According to Sahani, Adityanath's policies are attempting to be aligned with Modi's form of nationalism.

"He definitely has introduced some harsh policies against Muslims on a small scale because his ideology is to follow the Modi nationalism that has surged throughout our country," said Sahani. "His goal for his state, Uttar Pradesh, is to follow the goal that Modi has set for the entire country."

However, Adityanath's anti-Muslim views are not just empty rhetoric. Adityanath has previously lead mass conversions of Christians to Hinduism and is creating an income disparity between Hindus and Muslims in his region.

According to Khan, most slaughterhouses are run by Muslims, since many upper-caste Hindus are prohibited from eating beef. As of recently, gangs of men, known as "Gau Rashka," have carried out violent campaigns against Muslims, resulting in beating, rape, and murder, for the purpose of  shutting down slaughterhouses and depriving ordinary Muslim citizens of an income.

"Muslims, especially in Uttar Pradesh, are killed for carrying meat, which [Hindus] think is beef," Khan said. "These people, known as Cow Protectors, kill Muslims, not knowing or caring whether the meat they smell is beef or mutton. It deprives Muslims of a livelihood because the meat industry is predominantly run by Muslims and stigmatizes anything they do, dubbing it as anti-Hindu which, in turn, is considered anti-Indian."

Sahani believes that the BJP will do little to reprimand Adityanath but will not allow for tensions to escalate to the extent that it did in Gujarat in 2002.

"[Adityanath] has been Modi's right hand for a very long time, and Modi takes advice from him. Modi was definitely going to play down [Adityanath]'s actions from a political point of view, but is also going to make sure it doesn't cause too much harm to any Muslims or that it escalates to Gujarat because he can't have that tainted on his name," Sahani said. "But if it hadn't been for Modi, [Adityanath] wouldn't have been Chief Minister of UP today."
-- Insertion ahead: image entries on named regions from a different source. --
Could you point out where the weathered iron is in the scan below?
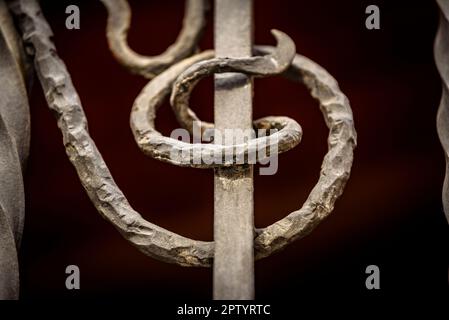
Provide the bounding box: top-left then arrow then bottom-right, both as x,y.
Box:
0,0 -> 30,300
10,0 -> 356,299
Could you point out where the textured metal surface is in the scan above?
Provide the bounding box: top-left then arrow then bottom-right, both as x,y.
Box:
101,0 -> 208,79
11,0 -> 356,272
10,0 -> 213,266
131,31 -> 302,168
0,0 -> 30,300
435,0 -> 449,225
212,0 -> 254,300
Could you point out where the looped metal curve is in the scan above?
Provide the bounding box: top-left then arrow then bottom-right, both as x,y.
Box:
100,0 -> 208,79
130,30 -> 302,168
10,0 -> 356,266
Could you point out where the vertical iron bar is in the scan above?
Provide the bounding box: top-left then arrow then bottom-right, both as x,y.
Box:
214,0 -> 254,300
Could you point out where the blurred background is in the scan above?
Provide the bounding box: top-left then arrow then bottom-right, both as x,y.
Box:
20,0 -> 449,300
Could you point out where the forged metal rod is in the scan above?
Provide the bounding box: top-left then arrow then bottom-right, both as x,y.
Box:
10,0 -> 356,267
435,0 -> 449,221
101,0 -> 208,79
131,35 -> 302,168
170,30 -> 296,136
0,0 -> 30,300
158,46 -> 357,259
213,0 -> 254,300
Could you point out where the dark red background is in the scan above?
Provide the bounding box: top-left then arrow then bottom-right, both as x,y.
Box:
21,0 -> 449,299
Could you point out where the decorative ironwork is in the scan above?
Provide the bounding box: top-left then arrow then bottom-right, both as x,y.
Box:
10,0 -> 356,298
435,0 -> 449,225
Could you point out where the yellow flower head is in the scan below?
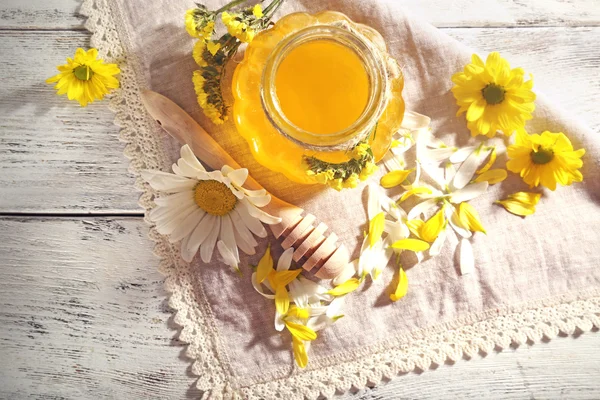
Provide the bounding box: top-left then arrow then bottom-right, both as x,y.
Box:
252,4 -> 264,18
344,173 -> 360,188
221,11 -> 256,43
185,7 -> 215,41
359,161 -> 378,181
506,130 -> 585,190
46,48 -> 121,107
352,143 -> 371,160
452,52 -> 536,137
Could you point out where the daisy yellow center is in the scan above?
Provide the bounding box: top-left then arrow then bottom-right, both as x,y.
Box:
531,147 -> 554,164
481,83 -> 506,104
194,180 -> 237,216
73,65 -> 94,81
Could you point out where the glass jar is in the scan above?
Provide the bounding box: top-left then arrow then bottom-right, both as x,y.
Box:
233,11 -> 404,183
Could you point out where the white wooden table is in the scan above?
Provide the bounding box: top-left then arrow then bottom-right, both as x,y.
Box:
0,0 -> 600,400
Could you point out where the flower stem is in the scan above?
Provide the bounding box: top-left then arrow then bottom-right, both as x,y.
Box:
215,0 -> 246,14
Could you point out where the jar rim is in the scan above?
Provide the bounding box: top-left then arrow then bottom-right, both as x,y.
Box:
260,21 -> 388,152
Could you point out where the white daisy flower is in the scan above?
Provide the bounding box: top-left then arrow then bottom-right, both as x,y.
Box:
141,145 -> 281,270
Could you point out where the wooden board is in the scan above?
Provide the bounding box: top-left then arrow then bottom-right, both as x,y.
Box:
0,217 -> 600,400
0,31 -> 140,214
0,0 -> 600,30
0,28 -> 600,213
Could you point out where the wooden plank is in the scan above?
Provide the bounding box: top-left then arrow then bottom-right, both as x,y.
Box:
0,31 -> 140,213
0,217 -> 600,400
0,218 -> 197,399
0,28 -> 600,213
0,0 -> 600,30
0,0 -> 85,30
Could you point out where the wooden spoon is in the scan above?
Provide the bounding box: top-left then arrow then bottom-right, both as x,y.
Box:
141,90 -> 351,279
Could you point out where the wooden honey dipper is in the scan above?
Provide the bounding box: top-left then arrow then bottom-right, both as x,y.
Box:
141,90 -> 351,279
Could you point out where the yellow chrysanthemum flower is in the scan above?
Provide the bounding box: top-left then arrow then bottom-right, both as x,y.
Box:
46,48 -> 121,107
452,52 -> 536,137
185,8 -> 215,41
506,130 -> 585,190
221,11 -> 256,43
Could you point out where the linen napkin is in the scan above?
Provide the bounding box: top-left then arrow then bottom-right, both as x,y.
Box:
82,0 -> 600,399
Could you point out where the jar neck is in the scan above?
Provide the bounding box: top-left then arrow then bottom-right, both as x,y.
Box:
260,23 -> 388,151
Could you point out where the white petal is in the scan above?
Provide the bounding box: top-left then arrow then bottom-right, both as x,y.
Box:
229,208 -> 258,247
200,217 -> 221,264
217,240 -> 240,271
444,206 -> 471,238
408,199 -> 438,220
227,168 -> 248,186
154,190 -> 194,206
169,208 -> 206,243
367,184 -> 381,221
460,239 -> 475,275
275,311 -> 285,332
381,152 -> 405,171
419,147 -> 456,164
448,182 -> 489,204
233,229 -> 256,256
181,214 -> 217,262
331,258 -> 358,286
453,150 -> 490,189
180,144 -> 206,172
247,194 -> 271,207
325,296 -> 344,318
429,225 -> 447,257
240,199 -> 281,225
450,146 -> 477,164
421,163 -> 446,190
402,111 -> 431,131
444,163 -> 456,185
252,272 -> 275,300
219,215 -> 240,264
235,205 -> 267,238
277,247 -> 294,271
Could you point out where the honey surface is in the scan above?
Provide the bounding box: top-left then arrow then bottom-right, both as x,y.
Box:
275,40 -> 369,134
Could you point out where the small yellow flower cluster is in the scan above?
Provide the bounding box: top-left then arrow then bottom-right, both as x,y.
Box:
185,5 -> 215,42
305,142 -> 377,191
221,9 -> 258,43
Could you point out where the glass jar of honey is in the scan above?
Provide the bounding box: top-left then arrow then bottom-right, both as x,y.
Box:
233,11 -> 404,187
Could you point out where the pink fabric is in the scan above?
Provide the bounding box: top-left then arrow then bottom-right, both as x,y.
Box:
106,0 -> 600,387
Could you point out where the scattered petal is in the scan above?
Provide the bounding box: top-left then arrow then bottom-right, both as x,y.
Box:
460,239 -> 475,275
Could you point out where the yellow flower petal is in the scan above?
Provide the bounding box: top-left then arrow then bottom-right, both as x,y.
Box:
256,244 -> 273,283
406,219 -> 425,239
252,4 -> 264,18
390,268 -> 408,301
474,169 -> 508,185
392,238 -> 429,252
369,211 -> 385,247
400,186 -> 433,202
285,321 -> 317,341
458,202 -> 486,233
292,336 -> 308,368
421,210 -> 446,243
327,278 -> 360,297
477,146 -> 497,174
379,169 -> 413,189
287,304 -> 310,319
274,269 -> 302,287
496,192 -> 542,217
275,285 -> 290,315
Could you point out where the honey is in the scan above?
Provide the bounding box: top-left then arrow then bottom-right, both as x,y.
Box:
232,11 -> 404,184
275,40 -> 369,134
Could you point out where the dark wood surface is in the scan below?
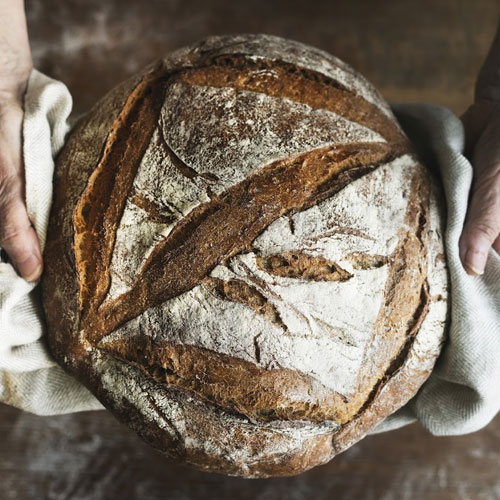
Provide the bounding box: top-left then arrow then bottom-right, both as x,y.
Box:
0,0 -> 500,500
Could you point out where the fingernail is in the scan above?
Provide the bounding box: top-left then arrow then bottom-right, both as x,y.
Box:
465,248 -> 487,276
22,255 -> 42,281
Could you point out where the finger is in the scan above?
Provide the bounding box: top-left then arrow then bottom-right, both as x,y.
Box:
493,234 -> 500,255
0,179 -> 42,281
459,176 -> 500,276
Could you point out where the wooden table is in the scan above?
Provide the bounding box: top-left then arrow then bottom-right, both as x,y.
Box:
0,0 -> 500,500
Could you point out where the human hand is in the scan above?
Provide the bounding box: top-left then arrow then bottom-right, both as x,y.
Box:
459,100 -> 500,276
0,0 -> 42,281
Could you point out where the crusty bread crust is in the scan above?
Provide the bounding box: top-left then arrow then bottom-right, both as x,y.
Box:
42,35 -> 447,477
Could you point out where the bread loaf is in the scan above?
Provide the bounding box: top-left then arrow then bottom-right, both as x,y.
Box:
42,35 -> 447,477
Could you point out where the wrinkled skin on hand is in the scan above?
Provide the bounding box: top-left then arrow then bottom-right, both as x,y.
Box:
0,0 -> 42,281
459,100 -> 500,276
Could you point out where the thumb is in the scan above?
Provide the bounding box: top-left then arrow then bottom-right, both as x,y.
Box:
0,179 -> 42,281
459,169 -> 500,276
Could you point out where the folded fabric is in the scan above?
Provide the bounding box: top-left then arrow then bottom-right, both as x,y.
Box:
0,70 -> 102,415
0,70 -> 500,435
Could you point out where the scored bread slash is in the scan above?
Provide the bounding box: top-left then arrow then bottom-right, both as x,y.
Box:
42,35 -> 448,477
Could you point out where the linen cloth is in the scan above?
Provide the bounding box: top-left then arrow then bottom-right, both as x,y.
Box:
0,70 -> 500,435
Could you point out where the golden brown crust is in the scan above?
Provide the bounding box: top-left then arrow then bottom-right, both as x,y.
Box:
38,33 -> 446,477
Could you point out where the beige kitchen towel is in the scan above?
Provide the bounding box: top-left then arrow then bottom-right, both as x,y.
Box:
0,70 -> 102,415
0,70 -> 500,435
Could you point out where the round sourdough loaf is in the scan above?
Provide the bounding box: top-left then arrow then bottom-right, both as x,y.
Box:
42,35 -> 447,477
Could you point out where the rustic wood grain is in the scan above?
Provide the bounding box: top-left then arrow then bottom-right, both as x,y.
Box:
0,406 -> 500,500
0,0 -> 500,500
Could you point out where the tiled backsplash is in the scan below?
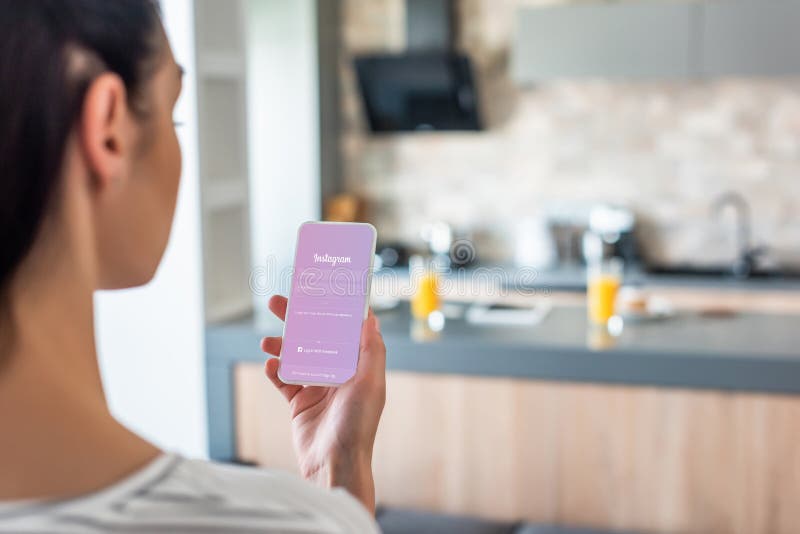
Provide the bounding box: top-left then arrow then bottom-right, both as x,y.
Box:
342,0 -> 800,265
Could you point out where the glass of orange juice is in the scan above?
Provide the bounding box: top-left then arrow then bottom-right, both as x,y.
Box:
586,258 -> 622,325
411,257 -> 440,321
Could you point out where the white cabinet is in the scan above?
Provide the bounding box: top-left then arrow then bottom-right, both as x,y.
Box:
512,1 -> 694,84
512,0 -> 800,85
701,0 -> 800,77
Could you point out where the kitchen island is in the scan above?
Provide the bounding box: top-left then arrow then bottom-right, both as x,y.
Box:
206,303 -> 800,460
207,297 -> 800,534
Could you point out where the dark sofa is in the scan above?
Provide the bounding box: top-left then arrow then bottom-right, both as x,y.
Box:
377,507 -> 634,534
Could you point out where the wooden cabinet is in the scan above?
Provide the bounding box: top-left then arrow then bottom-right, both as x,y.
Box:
235,368 -> 800,534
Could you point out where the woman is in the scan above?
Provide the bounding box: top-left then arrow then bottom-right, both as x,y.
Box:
0,0 -> 385,533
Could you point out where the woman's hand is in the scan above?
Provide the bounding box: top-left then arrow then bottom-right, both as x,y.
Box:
261,295 -> 386,512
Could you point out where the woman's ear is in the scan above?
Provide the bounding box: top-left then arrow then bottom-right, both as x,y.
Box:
79,73 -> 132,189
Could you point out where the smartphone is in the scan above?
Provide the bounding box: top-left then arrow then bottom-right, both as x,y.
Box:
278,222 -> 377,386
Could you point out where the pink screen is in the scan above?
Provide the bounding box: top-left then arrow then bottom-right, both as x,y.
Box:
280,223 -> 375,384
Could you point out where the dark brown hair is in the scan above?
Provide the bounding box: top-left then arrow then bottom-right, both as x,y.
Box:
0,0 -> 161,293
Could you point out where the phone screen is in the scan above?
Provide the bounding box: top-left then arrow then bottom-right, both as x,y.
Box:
278,223 -> 376,385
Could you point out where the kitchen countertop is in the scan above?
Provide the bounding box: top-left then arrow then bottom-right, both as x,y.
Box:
376,265 -> 800,292
206,302 -> 800,459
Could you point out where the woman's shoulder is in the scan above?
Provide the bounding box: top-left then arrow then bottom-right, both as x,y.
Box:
0,454 -> 378,533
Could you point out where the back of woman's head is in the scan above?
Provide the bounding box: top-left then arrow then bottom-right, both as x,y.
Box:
0,0 -> 163,291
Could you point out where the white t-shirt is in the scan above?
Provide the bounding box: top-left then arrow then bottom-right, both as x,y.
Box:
0,454 -> 379,534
Khan graduates in the spring and is worried about returning to her country, particularly for her family amidst the "Love Jihad" campaign that targets young Muslim men.

"My cousin from Uttar Pradesh has come to the age in which he fits the build of a man. He is light-skinned and has a Muslim name, and in India there exists this fear of Muslim masculinity and the violence against young Muslim men is justified because they're stereotyped to be handsome and light-skinned and of conspiring to seduce and convert upper caste Hindu women," Khan said. "I really fear for my family and for the future of India."